Poznan and Gdansk: An insider’s guide

*Poznan has never been on the tourist trail — something it’ll prove hard to believe when you find yourself rambling through its myriad of cobbled streets or sipping a cool beer on a sweltering day in the old town square. Although parts of the suburbs are clustered with social-realist blocks of flats, the city centre’s 19th century German architecture is eye-candy for building lovers — Poznan was part of the German Reich for 150 years until it was handed back to the Poles at the end of WWII.

Poznan and Gdansk: An insider’s guide

With a population of more than 550,000, it’s roughly the size of Belfast but one in four citizens are university students. So, if you’re looking for cool bars and clubs, frequented by hip young Poles, you won’t be disappointed. Almost all the craic unfolds around Stary Rynek (Old Town Square, left) where chic restaurants and bars populate its narrow lanes.

Poznanians are really friendly folk, although they have a reputation as being the meanest people in Poland.

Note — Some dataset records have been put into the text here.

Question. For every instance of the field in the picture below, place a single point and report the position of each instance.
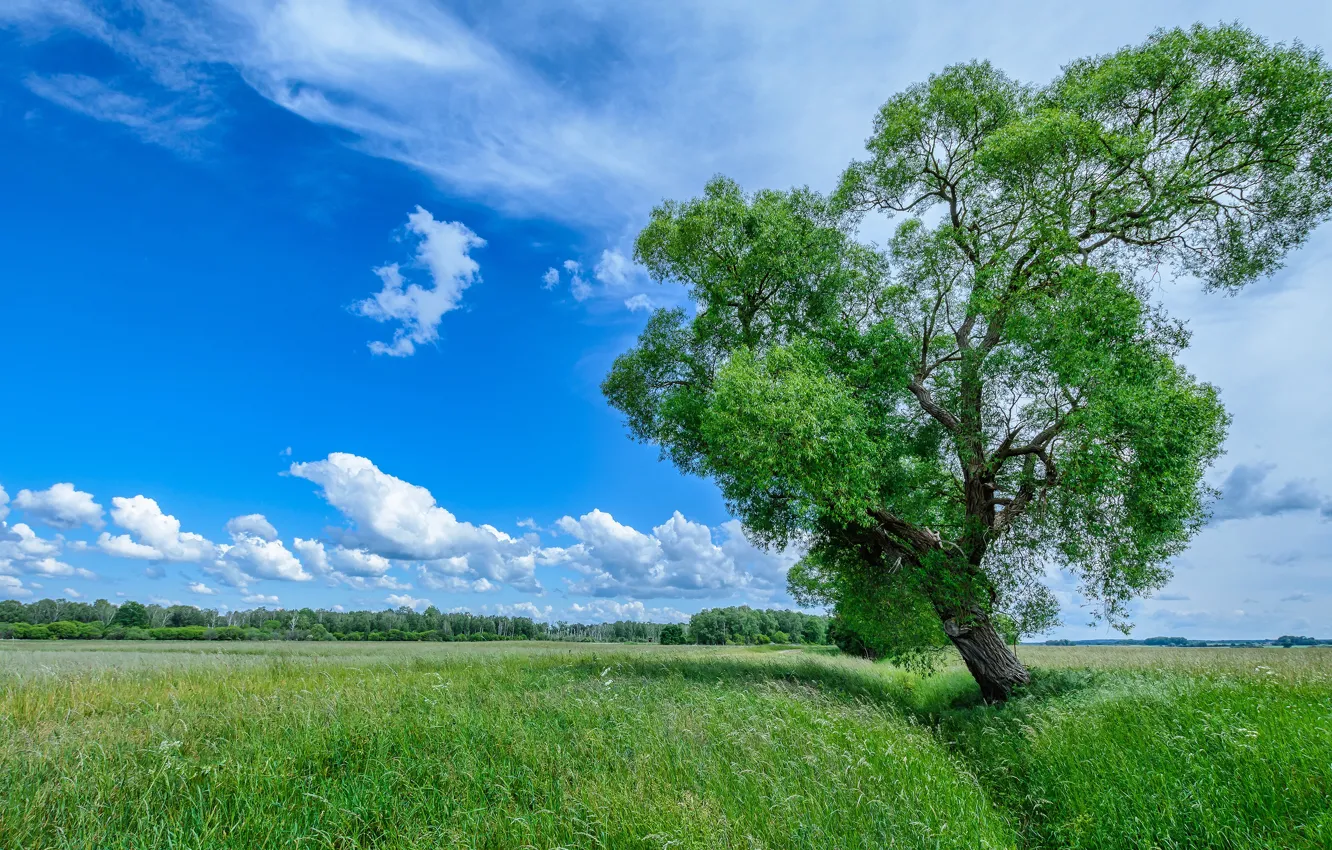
(549, 745)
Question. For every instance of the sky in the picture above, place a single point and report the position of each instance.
(307, 303)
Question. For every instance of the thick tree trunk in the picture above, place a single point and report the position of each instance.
(987, 657)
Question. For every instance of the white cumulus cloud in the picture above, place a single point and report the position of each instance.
(679, 558)
(60, 506)
(12, 588)
(397, 520)
(444, 251)
(253, 525)
(259, 598)
(159, 536)
(397, 600)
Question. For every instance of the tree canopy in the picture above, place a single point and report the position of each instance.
(942, 420)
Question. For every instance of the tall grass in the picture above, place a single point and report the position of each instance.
(458, 748)
(590, 746)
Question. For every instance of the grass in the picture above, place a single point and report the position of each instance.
(548, 746)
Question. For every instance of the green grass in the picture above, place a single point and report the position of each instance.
(550, 746)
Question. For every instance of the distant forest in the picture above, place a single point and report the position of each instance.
(133, 621)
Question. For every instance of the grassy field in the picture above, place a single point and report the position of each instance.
(502, 745)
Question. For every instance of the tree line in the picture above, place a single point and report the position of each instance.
(103, 620)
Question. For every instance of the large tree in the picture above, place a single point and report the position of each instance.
(993, 395)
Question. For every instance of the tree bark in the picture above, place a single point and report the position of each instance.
(987, 657)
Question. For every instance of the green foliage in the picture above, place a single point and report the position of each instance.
(993, 393)
(671, 636)
(131, 616)
(718, 626)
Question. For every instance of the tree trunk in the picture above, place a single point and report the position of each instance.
(990, 661)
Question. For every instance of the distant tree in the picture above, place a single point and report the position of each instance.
(845, 637)
(997, 392)
(12, 610)
(1295, 640)
(132, 616)
(104, 610)
(1166, 641)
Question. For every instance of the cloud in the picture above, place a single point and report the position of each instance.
(578, 285)
(159, 534)
(169, 125)
(444, 249)
(525, 609)
(1243, 494)
(350, 566)
(678, 558)
(405, 601)
(613, 268)
(253, 557)
(20, 542)
(396, 520)
(253, 525)
(60, 506)
(609, 610)
(12, 588)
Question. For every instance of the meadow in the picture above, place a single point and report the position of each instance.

They follow their local club Lech Poznan passionately. Try singing ‘Heja, Heja, Hej Kolejorz’ (Hey, hey, the Railway men) — a favourite chant of Lech’s fans when you get into a taxi and you might get a more favourable fare. A 5km journey should cost 20 zlotys at most, but add another 15% to that at night. Trams and buses go everywhere, they’re punctual and cost a mere 3.40 zloty (80 cent) for a 30-minute journey.